Do you want to be able to say "find all documents containing this term" but do term matching using a custom function? If so, that's easy to do with a custom Query object.
Whoosh already has a FuzzyTerm query that finds documents containing terms within N Damerau–Levenshtein distance of a given search term.
FuzzyTerm uses an FSA of all the terms in a field (that also supports spell checking) for speed, which could possibly also help with LCS.
If you can explain exactly what you want to do in relation to search, I can better explain how to do it with Whoosh.
> Also it would be really helpful if you help me understand the basics of code.
Whoosh's architecture is quite similar to Lucene's:
(I need something like this in the docs ;)
* An Index is based on a Schema, which contains a list of all the Fields. (A schema can have "dynamic fields", so you can say "any time the user tries to index a field that matches *_int, use this Field object".) -- see src/whoosh/fields.py
* A Field defines how input in a certain document field (e.g. "title") is indexed and looked up. The basic function of a Field object is to translate some input into sortable bytestring "terms". For example, the NUMERIC field converts numeric input (ints, floats, Decimal) into sortable bytestrings. -- see src/whoosh/fields.py
* A Format is wrapped by a Field and controls how a posting is represented as bytes on disk. This allows custom per-posting information similar to Lucene's "payload" feature. -- see src/whoosh/formats.py
* A Codec object provides a high-level interface (e.g. "Add this term to the index") to lower-level reading and writing subsystems (e.g. an on-disk hash file). This is not documented yet. -- see src/whoosh/codec/*.py
* A Writer object wraps a Codec and provides a user-level API for adding to the index (e.g. "add_document"). -- see src/whoosh/writing.py
* The current writing architecture uses an append-only log structured merge (LSM) approach, where new documents are written to a new sub-index (called a segment). Over time smaller segments are merged into larger segments.
* A Reader object wraps a Codec and provides a user-level API for reading from the index. -- see src/whoosh/reading.py
* A Searcher object wraps a Reader and adds extra search-related methods based on the lower-level Reader methods. -- see src/whoosh/searching.py
* A Query object represents an abstract query, such as "find all documents containing the term 'foo' in the field 'bar'". It is independent of any particular Index.

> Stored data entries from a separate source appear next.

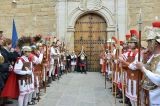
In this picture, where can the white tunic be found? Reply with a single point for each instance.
(73, 62)
(154, 95)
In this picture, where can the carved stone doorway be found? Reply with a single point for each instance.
(90, 32)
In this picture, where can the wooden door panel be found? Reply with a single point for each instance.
(90, 32)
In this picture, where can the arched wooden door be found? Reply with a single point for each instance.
(90, 32)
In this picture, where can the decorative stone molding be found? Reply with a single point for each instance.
(90, 4)
(104, 12)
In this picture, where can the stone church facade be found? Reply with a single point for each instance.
(58, 17)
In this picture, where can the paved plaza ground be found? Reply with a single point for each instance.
(76, 89)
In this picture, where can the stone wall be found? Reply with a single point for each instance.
(150, 9)
(31, 16)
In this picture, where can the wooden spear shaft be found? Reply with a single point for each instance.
(139, 54)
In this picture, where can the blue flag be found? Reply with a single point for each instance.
(14, 35)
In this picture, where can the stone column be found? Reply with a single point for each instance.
(110, 32)
(69, 39)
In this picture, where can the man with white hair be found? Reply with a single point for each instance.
(152, 68)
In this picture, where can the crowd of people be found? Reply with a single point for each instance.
(133, 69)
(32, 66)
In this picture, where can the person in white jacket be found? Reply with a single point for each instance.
(152, 68)
(24, 73)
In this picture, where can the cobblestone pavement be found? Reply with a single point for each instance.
(76, 89)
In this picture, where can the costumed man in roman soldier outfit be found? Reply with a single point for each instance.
(23, 69)
(68, 61)
(35, 57)
(73, 61)
(151, 69)
(6, 59)
(55, 54)
(82, 61)
(132, 73)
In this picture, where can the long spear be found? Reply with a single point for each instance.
(139, 52)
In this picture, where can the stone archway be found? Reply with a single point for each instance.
(76, 13)
(90, 32)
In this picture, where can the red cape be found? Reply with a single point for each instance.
(11, 88)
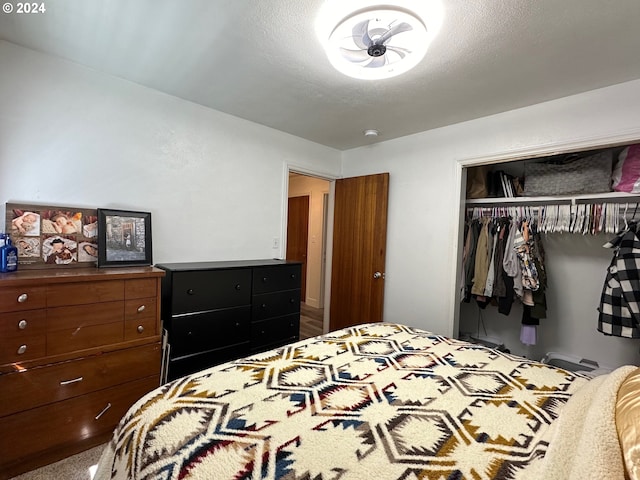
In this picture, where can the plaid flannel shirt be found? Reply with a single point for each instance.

A complex query is represented as a "tree" of Query objects, e.g. And([Term("x", "y"), Term("w", "z")]). Whoosh has many built-in query types, such as Phrase, Range, FuzzyTerm, Near, And, Or, Nested, etc. -- see src/whoosh/query/*.py
* At search time, a call to the matcher() method on a Query object translates the Query tree into an equivalent Matcher tree specific to a given Searcher object. For example, a FuzzyTerm query object will be trasnlated into a Union matcher of term matchers for all the index terms within N edits of the search term. Matchers do the actual work of examining term information in the index to find matching documents. -- see src/whoosh/matching/*.py
* A Collector object does the work of "running" the Matcher tree and collecting the results. The Collector returns a Results object, which lets you access Hit objects. Whoosh has several collector objects, such as one that only returns the top N results, and collectors that wrap other collectors, such as one that remembers which terms matched in which documents. -- see src/whoosh/collectors.py
Cheers,
Matt